Por todo el pueblo se cundió la llegada
de Juanaco, el que marchó a México
(ahorita se dice Méjico) hacía qué sé yo
los años, cuando era un mocete (no más)
que no quería ser soldado. Le tocó a
África y después de pensarlo bien, en
vez de pa Larache marchó pal Nuevo
Mundo, en un barco pequeño «que vaya
usted a saber lo que llevaba, porque en
todo el pasaje no vi más que azofaifas
cargadas de colorete y morenos
encadenados, que cuando los sacaban a
cubierta gustaban de darse baños de sol
en la verga. Y uno de ellos que se quedó
suelto, le dio tal bajonazo a una de las
del trato, que tuvieron que darle un
costurón, como rota en parto, y ponerle
cataplasmas qué sé yo cuántos días hasta
que pudo abrir el ángulo de andar y
moverse sin apoyos». Unos decían que
Juanaco traía oro y otros que venía
limpio. Lo cierto fue que mientras la
travesía de vuelta murió su hermana, que
era la única familia que le quedaba en el
pueblo. La pobre vieja se quedó
dormida junto a la lumbre, bien asentada
en una silla baja, «y que si le dio un
mareo o que si se murió en el sueño», lo
fijo es que dobló sobre la hoguera, y
cuando la hallaron le faltaba medio
cuerpo, que le comieron las llamas.
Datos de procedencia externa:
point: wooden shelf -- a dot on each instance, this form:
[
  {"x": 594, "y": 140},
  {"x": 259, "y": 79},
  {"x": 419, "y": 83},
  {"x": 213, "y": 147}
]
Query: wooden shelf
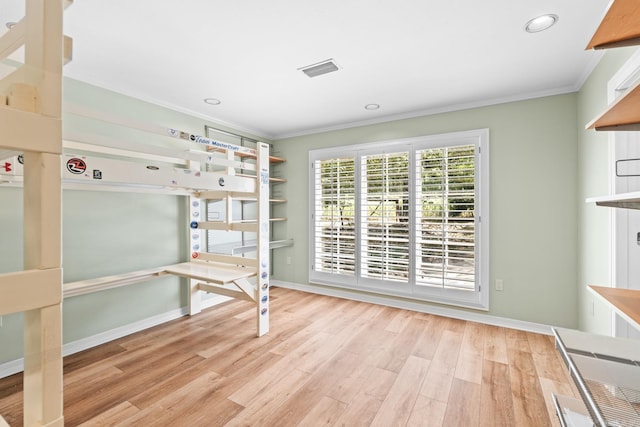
[
  {"x": 623, "y": 114},
  {"x": 622, "y": 200},
  {"x": 620, "y": 26},
  {"x": 625, "y": 302},
  {"x": 220, "y": 274},
  {"x": 272, "y": 159}
]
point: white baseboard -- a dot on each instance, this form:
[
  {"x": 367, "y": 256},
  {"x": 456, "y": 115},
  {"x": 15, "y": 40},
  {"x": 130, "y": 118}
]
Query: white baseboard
[
  {"x": 15, "y": 366},
  {"x": 422, "y": 307}
]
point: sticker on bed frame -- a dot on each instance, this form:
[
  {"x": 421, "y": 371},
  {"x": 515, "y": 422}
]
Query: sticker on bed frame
[{"x": 76, "y": 166}]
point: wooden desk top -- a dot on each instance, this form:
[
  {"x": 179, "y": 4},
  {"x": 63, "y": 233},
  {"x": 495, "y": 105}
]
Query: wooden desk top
[
  {"x": 625, "y": 302},
  {"x": 210, "y": 272}
]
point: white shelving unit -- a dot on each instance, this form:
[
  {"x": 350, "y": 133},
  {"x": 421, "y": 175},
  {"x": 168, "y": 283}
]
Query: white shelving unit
[{"x": 606, "y": 370}]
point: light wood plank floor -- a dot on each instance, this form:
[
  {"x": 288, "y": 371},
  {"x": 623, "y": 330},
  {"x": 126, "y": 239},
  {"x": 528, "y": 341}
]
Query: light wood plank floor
[{"x": 326, "y": 362}]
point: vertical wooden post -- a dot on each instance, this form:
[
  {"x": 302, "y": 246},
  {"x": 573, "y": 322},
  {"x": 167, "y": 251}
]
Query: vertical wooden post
[
  {"x": 43, "y": 385},
  {"x": 197, "y": 238},
  {"x": 262, "y": 252}
]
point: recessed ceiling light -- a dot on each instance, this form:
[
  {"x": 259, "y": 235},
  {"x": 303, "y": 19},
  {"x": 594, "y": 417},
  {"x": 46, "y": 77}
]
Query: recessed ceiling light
[
  {"x": 320, "y": 68},
  {"x": 541, "y": 23}
]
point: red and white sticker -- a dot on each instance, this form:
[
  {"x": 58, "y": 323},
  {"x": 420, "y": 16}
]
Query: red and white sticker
[{"x": 76, "y": 166}]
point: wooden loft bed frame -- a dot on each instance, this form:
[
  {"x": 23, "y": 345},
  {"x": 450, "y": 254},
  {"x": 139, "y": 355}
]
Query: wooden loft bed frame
[
  {"x": 30, "y": 119},
  {"x": 31, "y": 123},
  {"x": 177, "y": 171}
]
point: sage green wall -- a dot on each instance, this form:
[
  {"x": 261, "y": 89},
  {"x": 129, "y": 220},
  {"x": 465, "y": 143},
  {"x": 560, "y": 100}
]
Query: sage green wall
[
  {"x": 533, "y": 146},
  {"x": 593, "y": 155},
  {"x": 106, "y": 233}
]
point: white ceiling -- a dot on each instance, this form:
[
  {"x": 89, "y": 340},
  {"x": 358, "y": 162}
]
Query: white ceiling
[{"x": 410, "y": 56}]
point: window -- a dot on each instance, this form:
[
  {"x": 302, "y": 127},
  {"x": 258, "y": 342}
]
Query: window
[{"x": 406, "y": 218}]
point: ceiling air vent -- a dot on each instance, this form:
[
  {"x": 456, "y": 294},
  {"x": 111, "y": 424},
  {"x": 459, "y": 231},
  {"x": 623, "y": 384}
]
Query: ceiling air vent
[{"x": 320, "y": 68}]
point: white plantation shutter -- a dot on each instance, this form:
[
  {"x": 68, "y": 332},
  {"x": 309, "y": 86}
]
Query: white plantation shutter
[
  {"x": 384, "y": 223},
  {"x": 445, "y": 217},
  {"x": 334, "y": 237},
  {"x": 407, "y": 218}
]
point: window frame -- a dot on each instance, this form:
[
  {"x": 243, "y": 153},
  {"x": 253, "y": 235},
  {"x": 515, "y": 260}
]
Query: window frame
[{"x": 477, "y": 298}]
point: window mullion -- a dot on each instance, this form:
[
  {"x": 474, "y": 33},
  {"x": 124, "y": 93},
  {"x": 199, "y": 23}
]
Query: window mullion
[
  {"x": 411, "y": 221},
  {"x": 358, "y": 216}
]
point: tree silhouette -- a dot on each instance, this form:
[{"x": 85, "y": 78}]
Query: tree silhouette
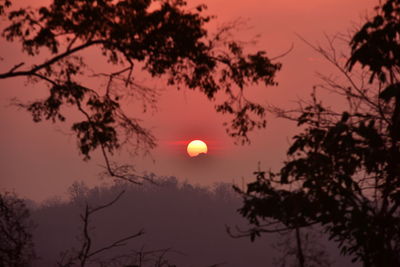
[
  {"x": 343, "y": 168},
  {"x": 162, "y": 38},
  {"x": 16, "y": 246}
]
El
entierro —ya debía andar Juanón
Andrés por las Canarias— fue sólo del
medio cuerpo de abajo, porque del de
arriba apenas hallaron unas muelas
negras y un como sebo que chorreaba
por las baldosas del hogar. «Que si no
llega a armarse aquella peste a asado en
todo el barrio y buscamos la humareda,
se habría ido en forma de humo toda
entera, camino del cielo, por el cañón de
la chimenea. Había la pobre
enjalbegado la casa, echado cinta y
comprado dos jamones para esperar al
indiano, y ya en pleno descanso la
alcanzó la muerte». Juanaco llegó al
pueblo —así lo contaban los mayores—
sin parientes que lo acogiesen ni amigos
que lo esperaran, pues todos los que
fueron de su trato murieron al andar de
tantos años.
Cuantos lo esperaban en la estación,
que no eran pocos, eran vecinos y
curiosos que ni de vista lo conocían.
Dicen que cuando bajó del tren se
quedó con las cejas arrugadas mirando a
los que esperaban, sin saber si el
recibimiento era por él o por otro que
venía detrás.
Cuando entró en conversación con
aquellos ajenos y le contaron lo de su
hermana, dicen que se sentó, sin
responder, sobre una valija grande de
las que traía y así estuvo qué sé yo el
tiempo sin decir palabra, con los ojos
mirando hacia Argamasilla y el labio de
abajo muy sacado. Que luego echó a
todos con cajas destempladas y que bien
entrada la noche lo vieron bajar por el
Paseo de la Estación, solito, cargado de
bultos y hablando en voz alta a medio
lloro. Sólo el «Curilla loco» iba tras él,
predicándole resignación cristiana, pero
sin atreverse a arrimarse mucho, no
fuera a darle un valijazo en la coronilla.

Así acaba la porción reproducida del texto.